Monday, August 19, 2002
OP-ED
FROM THE IVORY TOWER
Changing Calorific Norms And Poverty
N Chandra Mohan
Independence Day speeches from the ramparts of the Red Fort are occasions when the Prime Minister makes a vision statement of an India free from poverty and hunger. In his address on August 15, 2001, Mr Vajpayee thus stated that in the decade of the 1990s - which was when new economic policies were implemented - poverty has fallen and expressed confidence that abject poverty was on its way out.
The methodological basis for determining the poverty ratio or headcount numbers of the poor in the population is a fixed subsistence or food energy intake norm. According to the Task Force constituted by the Planning Commission in the late 1970s, the average calorific equivalent of that subsistence standard was 2435 Kcal and 2095 Kcal or Rs 49.87 and Rs 56.64 in 1973-74 prices for the rural and urban areas respectively.
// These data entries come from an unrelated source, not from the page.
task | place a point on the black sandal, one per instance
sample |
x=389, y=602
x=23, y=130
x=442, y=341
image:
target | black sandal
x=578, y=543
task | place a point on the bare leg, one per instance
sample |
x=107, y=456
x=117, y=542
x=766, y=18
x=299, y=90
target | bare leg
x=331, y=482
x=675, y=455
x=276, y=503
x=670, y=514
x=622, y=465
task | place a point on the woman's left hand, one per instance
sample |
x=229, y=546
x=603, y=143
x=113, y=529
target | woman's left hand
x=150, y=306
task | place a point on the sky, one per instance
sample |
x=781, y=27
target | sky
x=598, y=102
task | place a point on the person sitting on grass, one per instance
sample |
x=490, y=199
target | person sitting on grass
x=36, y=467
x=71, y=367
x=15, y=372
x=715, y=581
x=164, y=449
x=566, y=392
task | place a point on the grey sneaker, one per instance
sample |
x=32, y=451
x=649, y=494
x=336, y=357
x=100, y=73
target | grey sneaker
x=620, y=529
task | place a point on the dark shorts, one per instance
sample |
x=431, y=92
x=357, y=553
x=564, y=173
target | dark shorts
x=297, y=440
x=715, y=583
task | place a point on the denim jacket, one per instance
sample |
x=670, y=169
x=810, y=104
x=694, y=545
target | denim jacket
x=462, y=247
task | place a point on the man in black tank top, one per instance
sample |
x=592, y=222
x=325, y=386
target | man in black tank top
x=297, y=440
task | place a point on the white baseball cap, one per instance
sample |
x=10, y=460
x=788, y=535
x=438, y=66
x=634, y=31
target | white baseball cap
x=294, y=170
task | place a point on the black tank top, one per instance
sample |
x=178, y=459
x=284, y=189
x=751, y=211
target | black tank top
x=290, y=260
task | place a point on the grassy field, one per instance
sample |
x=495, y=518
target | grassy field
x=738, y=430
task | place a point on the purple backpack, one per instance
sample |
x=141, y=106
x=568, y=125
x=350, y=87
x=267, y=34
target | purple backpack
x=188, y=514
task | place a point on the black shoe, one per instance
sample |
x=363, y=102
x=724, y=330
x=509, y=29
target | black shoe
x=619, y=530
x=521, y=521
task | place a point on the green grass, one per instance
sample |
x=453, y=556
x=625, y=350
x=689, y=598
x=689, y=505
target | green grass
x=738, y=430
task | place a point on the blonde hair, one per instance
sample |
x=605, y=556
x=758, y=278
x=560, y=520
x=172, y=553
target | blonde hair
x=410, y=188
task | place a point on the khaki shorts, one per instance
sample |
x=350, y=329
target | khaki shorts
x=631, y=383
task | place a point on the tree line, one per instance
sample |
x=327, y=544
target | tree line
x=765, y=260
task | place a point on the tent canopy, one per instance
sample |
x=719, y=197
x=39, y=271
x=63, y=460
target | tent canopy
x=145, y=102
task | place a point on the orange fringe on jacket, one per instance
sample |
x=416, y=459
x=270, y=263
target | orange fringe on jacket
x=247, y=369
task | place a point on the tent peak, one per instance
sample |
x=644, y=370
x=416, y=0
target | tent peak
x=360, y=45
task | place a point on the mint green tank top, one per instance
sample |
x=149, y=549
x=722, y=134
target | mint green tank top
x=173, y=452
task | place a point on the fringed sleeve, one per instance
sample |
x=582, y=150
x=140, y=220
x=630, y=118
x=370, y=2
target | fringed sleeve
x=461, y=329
Even to this day, this so-called poverty line or average calorific requirement has been kept invariant over time. The factor of change has been only with respect to the use of suitable price indexes to update the poverty line in order to estimate headcount poverty ratios over time. To be sure, there are differences between the estimates of the Planning Commission and those developed by eminent economists over the years. Regardless of such advances in poverty research, the calorific norm or subsistence standard has remained the same. But why should this remain invariant over time? What implications would changes in such calorific norms have on the poverty debate? Researchers may have posed these questions before, but only a few like Laveesh Bhandari and Amaresh Dubey* appear to have crunched out numbers to shed light on these questions.
Using household data of the National Sample Survey Organisation in 1993-94, the authors found that if the Task Force's methodology were strictly applied, the average calorific norms turned out to be lower at 2377 Kcal and 2079 Kcal in the rural and urban areas respectively. Thus when compared to the late 1970s, the calorific norm has somewhat declined in the 1990s rather than remain invariant.
The authors slightly modify the Task Force methodology and arrive at their own estimate of the average calorific norm in 1993-94. The changes largely pertain to recalculating the calorific requirement for the population above 40 years to get an overall estimate of 2316 Kcal and 2018 Kcal in the rural and urban areas respectively - which clearly imply that calorie requirements have declined from the Task Force's estimates.
The fact that average calorific requirements have been found to be lower in the 1990s - which holds even up to 2002 according to rough calculations by the authors of 2262 Kcal and 1983 Kcal in rural and urban areas respectively - clearly suggests that the average calorific norms in studies of poverty are being overestimated. By sticking to a invariant norm, academic research therefore is overestimating poverty ratios as well.
The big question is why the average calorific norms are declining? Are they a feature of development? The authors seem to think so. Life expectancy at birth and the dependency burden is rising. The male population in the 15-59 age group declined from 324 per 1,000 in 1970-75 to 215 during 1993-98. Sinc e this age group has the highest calorific requirement, their relative decline has perhaps contributed to the fall in the average calorific requirement.
Occupational shifts - in terms of the decline of physically demanding manual and growing number of sedentary jobs in services - are also possibly behind the reduced calorific requirements. Clearly, this matter calls for more research, but it does appear to make it easier for PM's to claim a faster drop in poverty in India.
*'Calorific deficiency, poverty and the public distribution system - a household level analysis for 1993-94', Rajiv Gandhi Institute for Contemporary Studies, working paper series No 24, 2001.